The phrase is often shared as romantic advice, but its force is broader than that. It challenges the polished idea of love that thrives in perfect photos, dating profiles, and carefully edited lives.

Faulkner’s point is not that flaws are beautiful by themselves, it is that affection becomes more serious when it sees them clearly and does not run away.

A sharper origin

William Faulkner was one of the major American writers of the twentieth century. The Nobel Prize records him as the 1949 laureate in literature and notes that he received the award one year later, in 1950, for his “powerful and artistically unique contribution” to the modern American novel.

The famous line is usually repeated as a statement about love between two people. Scholarly references, however, connect it to his 1954 essay “Mississippi,” where the idea of loving “despite” appears in a more complex reflection on place, memory, and moral conflict.

That makes the quote less sugary, and much more interesting.

Why it still feels modern

The sentence pushes back against the fantasy that love is a reward for good qualities. Anyone can admire charm, intelligence, beauty, humor, or ambition. The harder part begins when fear, pride, bad habits, silence, or ordinary selfishness enters the room.

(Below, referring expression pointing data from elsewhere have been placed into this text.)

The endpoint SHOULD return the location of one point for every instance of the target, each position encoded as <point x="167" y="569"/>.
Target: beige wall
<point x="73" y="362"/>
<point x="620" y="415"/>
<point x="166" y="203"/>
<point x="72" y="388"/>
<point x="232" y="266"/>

That does not mean tolerating cruelty. It does not mean excusing control, humiliation, or repeated disrespect. Read carefully–the line points toward clear-eyed affection, not blind endurance.

The setting has changed since 1954. Pew Research Center reported in 2025 that half of U.S. adults use Instagram, and among adults ages 18 to 29, that share rises to 80%.

Those numbers do not prove that social media makes love shallow, but they do help explain why a quote about looking past the polished image still travels so easily.

Faulkner knew messy people

Faulkner’s fiction rarely treats human beings as clean heroes or villains. His characters are often wounded, stubborn, loving, bitter, funny, and difficult all at once. In other words, they sound a lot like people we actually know.

The Library of America describes “As I Lay Dying,” published in 1930, as a mix of comedy, horror, and compassion built around the Bundren family and the death of Addie Bundren. That is not a neat love story, it is a portrait of family pressure, grief, duty, resentment, and survival.

That is where the quote gains weight. Love, in this view, is not a spotless room where nothing breaks. It is closer to a house people keep repairing while they still live inside it.

What the line gets right

Modern relationship research, to a large extent, points in a similar direction. The Gottman Institute says many relationship problems never fully disappear because they grow out of personality differences between partners.

In the day-to-day, lasting couples often learn to manage tensions rather than pretend they can erase every flaw.

A vintage photograph of Nobel Prize-winning author William Faulkner, known for his complex and honest exploration of human relationships.
William Faulkner’s perspective on loving “despite” flaws challenges the modern tendency to curate relationships for social media appeal.

That sounds less dramatic than movie love, but it may be closer to daily life. Someone apologizes, someone listens again. Someone learns that a partner’s irritating habit is not the whole person.

Still, there is an important limit. Accepting imperfection is not the same as accepting harm. The difference matters, especially for younger readers who may hear “love despite faults” and mistake it for “stay no matter what.”

A less perfect kind of love

The quote lasts because it refuses to flatter us. It says the people we love are not symbols or trophies. They are tired voices after work, forgotten texts, old fears, bad moods, strange loyalties, and sudden acts of tenderness.

Can love survive once the illusion fades? Faulkner’s answer suggests yes, but only when affection is joined with honesty. Real love does not need a perfect person in front of it, it needs a real one.

The main work behind the quote has been published as Faulkner’s 1954 essay Mississippi, first in Holiday magazine and later reprinted in Essays, Speeches & Public Letters.